Very rarely did you dash dance shield to bait something from your opponent and force them to over commit onto your shield. Or to not get caught in a post dash animation. Although this can seem small, it played a very large factor in why I believe your opponent switched to Terry, and the benefits he got from doing that.
Here are some timestamps of when your shielding really benefited you and helped turn the fight.
I strongly suggest you start exploring the idea of Approaching/Retreating reads. It won’t be 100% as there is still a lot of guesswork involved. However, trying to recognize when your opponent might commit or is going to retreat will help you avoid taking unnecessary percent, and also start your combo game more fluidly. This will help optimize your neutral, and make it less of a coin flip. It will also help you whiff punish more, and of course not be whiff punished as much. This will overall help with tempo, as well as conserving energy in earlier rounds of pools and matches. The best thing you can do is just actively make it a portion of your practice.
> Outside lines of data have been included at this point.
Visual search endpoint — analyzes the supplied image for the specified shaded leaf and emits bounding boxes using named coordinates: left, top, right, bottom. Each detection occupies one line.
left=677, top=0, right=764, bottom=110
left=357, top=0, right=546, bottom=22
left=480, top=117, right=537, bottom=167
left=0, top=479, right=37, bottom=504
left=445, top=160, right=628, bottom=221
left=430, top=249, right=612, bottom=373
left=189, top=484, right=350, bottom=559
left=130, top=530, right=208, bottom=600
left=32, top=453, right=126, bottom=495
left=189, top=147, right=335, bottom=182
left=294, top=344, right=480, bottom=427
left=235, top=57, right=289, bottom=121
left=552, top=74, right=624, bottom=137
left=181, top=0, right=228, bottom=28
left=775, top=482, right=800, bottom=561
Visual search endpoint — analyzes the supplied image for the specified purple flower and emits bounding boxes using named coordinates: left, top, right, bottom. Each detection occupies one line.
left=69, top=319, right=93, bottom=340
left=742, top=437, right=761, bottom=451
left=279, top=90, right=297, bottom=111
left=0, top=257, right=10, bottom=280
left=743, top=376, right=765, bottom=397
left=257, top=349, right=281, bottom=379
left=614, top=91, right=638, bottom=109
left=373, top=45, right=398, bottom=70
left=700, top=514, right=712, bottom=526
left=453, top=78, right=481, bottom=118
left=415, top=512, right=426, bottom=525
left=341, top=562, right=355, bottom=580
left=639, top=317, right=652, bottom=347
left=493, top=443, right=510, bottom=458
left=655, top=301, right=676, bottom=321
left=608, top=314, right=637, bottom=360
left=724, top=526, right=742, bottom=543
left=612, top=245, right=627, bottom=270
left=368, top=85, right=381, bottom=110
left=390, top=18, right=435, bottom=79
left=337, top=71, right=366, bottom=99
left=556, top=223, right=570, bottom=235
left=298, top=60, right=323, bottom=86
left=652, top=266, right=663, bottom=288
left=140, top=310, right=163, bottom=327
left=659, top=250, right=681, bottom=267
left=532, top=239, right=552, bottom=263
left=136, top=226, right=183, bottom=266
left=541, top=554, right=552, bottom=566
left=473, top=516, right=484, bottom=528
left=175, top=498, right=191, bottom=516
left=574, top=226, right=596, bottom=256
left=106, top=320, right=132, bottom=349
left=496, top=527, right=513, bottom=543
When you’re in friendlies or early rounds, focus on the exercise of your opponents positioning.
Here is an example of a retreat that cost you some percent
Here is an example of an approach read that helped you gain percent
Falco has an insanely good air to air game, and being able to force your opponents into your strengths goes a really long way in controlling the full tempo of each match.
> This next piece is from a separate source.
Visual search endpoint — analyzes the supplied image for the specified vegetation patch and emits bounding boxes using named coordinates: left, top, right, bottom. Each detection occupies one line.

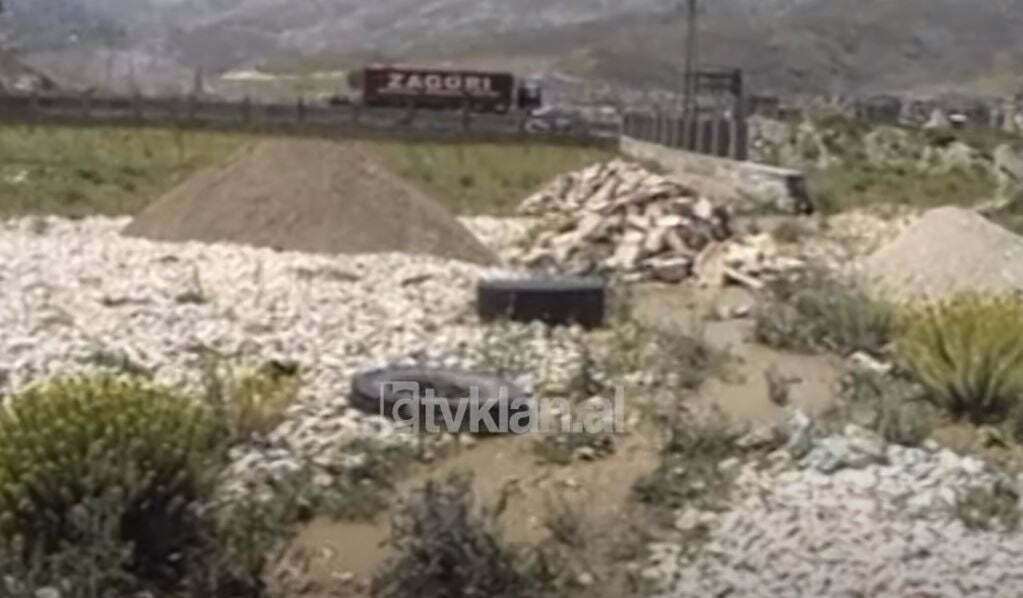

The last thing I want to point out is Recognition of Opponent Adaptation. Throughout the set we are always trying to adapt and make adjustments as we go. Often times a little too late, or not at all. The biggest adaptation your opponent made was:
- Not over committing anymore. He stopped playing the same neutral game that you were, and became far more stationary and defensive.
- Reading your movement and catching you in mid dash/when you were stationary and shielding
- Using larger, longer lasting hitboxes to combat your neutral.
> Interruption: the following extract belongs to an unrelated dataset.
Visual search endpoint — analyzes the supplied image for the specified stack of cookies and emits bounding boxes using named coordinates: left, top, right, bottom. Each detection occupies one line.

This I believe is why the Terry pick worked out so well in his favor (minus all other variables). He was able to use forward tilt, dash attack, and side B effectively against you because of your neutral style. Though Ken has great hitboxes, they are often less reliable from the ranges he needed to break through your neutral. It becomes very evident during the Terry Matches because his spacing is just outside of your range, while still inside of his.
Here are some examples of his adaptation
Truthfully it looked as though he was working on these adjustments starting in Game 3 of the first set. Which is why after the reset, the games looked and felt different.
I’m not saying that you didn’t make any adjustments or change what you were doing, however being able to recognize these subtle shifts in an opponent’s play and get there before they do is critical at this skill level.
Mid-set reflection can be difficult without stirring too much self talk, though still important. I suggest making small mental notes after every single game, win or loss, and then letting them go as you play. Allowing your active mind to focus on what’s right in front of you. Of course, habit analysis of your opponents before tournaments is huge, and set reflection is as well.
I believe the best example of all 3 things that I have pointed out to you can be found in game 3 of the second set starting at 19:30.
If you take these three concepts and study the set as well, you should be able to see the subtle things that you can improve on. I hope that this has some impact for you, given your established ability. Look at some of your other sets as well, and see if you can spot any habits as well. Like your F-air out of shield timing or your dash grab game.